O Amor (por Sándor Márai)


"O que sabemos sobre a vida? Nada que seja real. Vivemos entre fantasias idealizadas que parecem ser retiradas das imagens dos postais. O "amor" é uma espécie de sentimentalismo dos namorados que passeiam de mãos dadas à luz do luar ou um espectáculo carnal que se desenvolve num ambiente sufocante, iluminado por um candeeiro com abajur vermelho, entre suspiros fingidos ou sinceros: é assim que nos ensina a literatura ou é apresentado nos teatros e cinemas. Por um lado, temos Beatriz, o amor idealizado de Dante, e, por outro, aquilo que Boccaccio dizia, ou seja, na realidade, Dante entregara-se com frequência ao amor físico. O que sabemos sobre essa força que move os humanos e tem também um significado particular para todo o universo? Chamamos amor a essa força que acopla os humanos e fecunda a matéria do mundo. O que sabemos sobre a sua natureza verdadeira? No teatro, podemos ver a cena, em que um cavalheiro sábio, já com idade avançada, sofre pelo amor casto que sente por uma jovem. A cortesã que atravessa o palco com uma expressão ávida e entusiasmada. O galã que com um sorriso frio destroça corações. A mulher frígida, infeliz no seu casamento, que de repente começa a sentir as chamas do amor, que foram acesas por um cavalheiro interessante. A tonta que se põe de joelhos aos pés de um actor famoso de cinema... Há ainda outros, presos no delírio da paixão, que bebem lixívia ou tomam uma grande quantidade de comprimidos ansiolíticos, dependendo do seu nível social ou educação.
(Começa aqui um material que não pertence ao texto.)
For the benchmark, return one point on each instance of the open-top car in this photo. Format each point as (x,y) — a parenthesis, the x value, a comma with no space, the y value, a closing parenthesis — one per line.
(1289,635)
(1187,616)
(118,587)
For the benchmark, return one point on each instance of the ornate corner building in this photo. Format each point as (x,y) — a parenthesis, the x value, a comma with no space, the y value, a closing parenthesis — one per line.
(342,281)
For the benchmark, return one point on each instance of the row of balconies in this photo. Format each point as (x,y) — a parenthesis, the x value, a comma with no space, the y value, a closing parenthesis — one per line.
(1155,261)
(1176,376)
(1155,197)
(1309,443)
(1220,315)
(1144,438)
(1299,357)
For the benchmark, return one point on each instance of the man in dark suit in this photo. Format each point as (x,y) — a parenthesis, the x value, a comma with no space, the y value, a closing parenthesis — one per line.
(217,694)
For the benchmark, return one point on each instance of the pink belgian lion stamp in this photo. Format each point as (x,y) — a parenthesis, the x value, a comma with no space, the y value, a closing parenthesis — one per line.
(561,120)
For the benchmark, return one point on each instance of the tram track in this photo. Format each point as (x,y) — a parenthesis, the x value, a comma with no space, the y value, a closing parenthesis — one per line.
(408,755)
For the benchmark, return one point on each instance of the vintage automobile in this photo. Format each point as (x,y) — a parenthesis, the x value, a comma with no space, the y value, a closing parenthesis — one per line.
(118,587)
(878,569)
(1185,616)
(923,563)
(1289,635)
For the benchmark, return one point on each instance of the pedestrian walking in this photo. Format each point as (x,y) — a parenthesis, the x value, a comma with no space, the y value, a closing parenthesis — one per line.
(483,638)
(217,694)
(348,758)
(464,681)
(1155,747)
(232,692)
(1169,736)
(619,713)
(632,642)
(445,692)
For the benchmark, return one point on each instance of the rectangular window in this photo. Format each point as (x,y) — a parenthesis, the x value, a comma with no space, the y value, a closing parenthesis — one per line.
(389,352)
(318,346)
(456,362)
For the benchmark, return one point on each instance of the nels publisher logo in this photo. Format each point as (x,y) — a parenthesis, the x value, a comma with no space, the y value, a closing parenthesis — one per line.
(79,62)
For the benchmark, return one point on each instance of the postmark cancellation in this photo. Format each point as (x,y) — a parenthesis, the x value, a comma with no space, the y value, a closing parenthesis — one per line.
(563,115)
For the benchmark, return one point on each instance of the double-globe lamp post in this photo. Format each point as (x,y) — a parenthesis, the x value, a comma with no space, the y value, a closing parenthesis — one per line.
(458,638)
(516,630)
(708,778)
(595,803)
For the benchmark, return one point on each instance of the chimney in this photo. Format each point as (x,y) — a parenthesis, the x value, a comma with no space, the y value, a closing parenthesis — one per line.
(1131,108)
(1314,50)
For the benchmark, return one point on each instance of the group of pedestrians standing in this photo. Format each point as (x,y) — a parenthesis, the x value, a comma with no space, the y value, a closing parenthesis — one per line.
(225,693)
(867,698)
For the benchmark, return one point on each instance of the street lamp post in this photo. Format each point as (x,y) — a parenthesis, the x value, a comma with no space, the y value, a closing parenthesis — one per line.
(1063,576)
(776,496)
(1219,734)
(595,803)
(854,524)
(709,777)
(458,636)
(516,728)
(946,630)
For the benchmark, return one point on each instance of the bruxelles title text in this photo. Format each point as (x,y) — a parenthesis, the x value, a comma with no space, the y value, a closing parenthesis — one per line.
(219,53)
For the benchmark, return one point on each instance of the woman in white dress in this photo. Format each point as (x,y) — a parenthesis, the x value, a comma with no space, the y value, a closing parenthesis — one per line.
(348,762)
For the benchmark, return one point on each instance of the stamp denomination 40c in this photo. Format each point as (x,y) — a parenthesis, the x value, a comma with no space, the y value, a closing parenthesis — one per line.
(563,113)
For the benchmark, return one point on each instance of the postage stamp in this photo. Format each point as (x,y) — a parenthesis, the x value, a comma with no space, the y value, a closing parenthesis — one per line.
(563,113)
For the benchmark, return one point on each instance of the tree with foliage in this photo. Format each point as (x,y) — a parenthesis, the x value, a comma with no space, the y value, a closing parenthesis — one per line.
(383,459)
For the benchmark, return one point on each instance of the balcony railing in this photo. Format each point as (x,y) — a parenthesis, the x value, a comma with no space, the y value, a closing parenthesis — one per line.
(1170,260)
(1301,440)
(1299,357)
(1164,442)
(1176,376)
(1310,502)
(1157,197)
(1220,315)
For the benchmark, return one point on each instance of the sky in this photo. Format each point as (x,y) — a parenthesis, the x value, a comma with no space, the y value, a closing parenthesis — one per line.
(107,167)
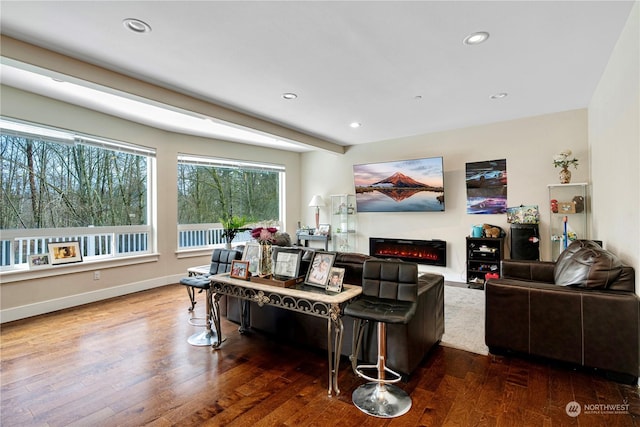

Mas fora das noticias cor-de-rosa, das novelas, das peças de teatro e dos filmes, o que sabemos sobre a verdadeira natureza e as intenções dessa força?... O cientista considera-a uma das manifestações da loucura, um ataque agudo de nervos que passa com o tempo; a literatura, em cada época, dá um sentido distinto a esta paixão, enobrece-a, qualifica-a como a demonstração emocional mais sublime ou mais desprezada do ser humano. Mas o que será na realidade?"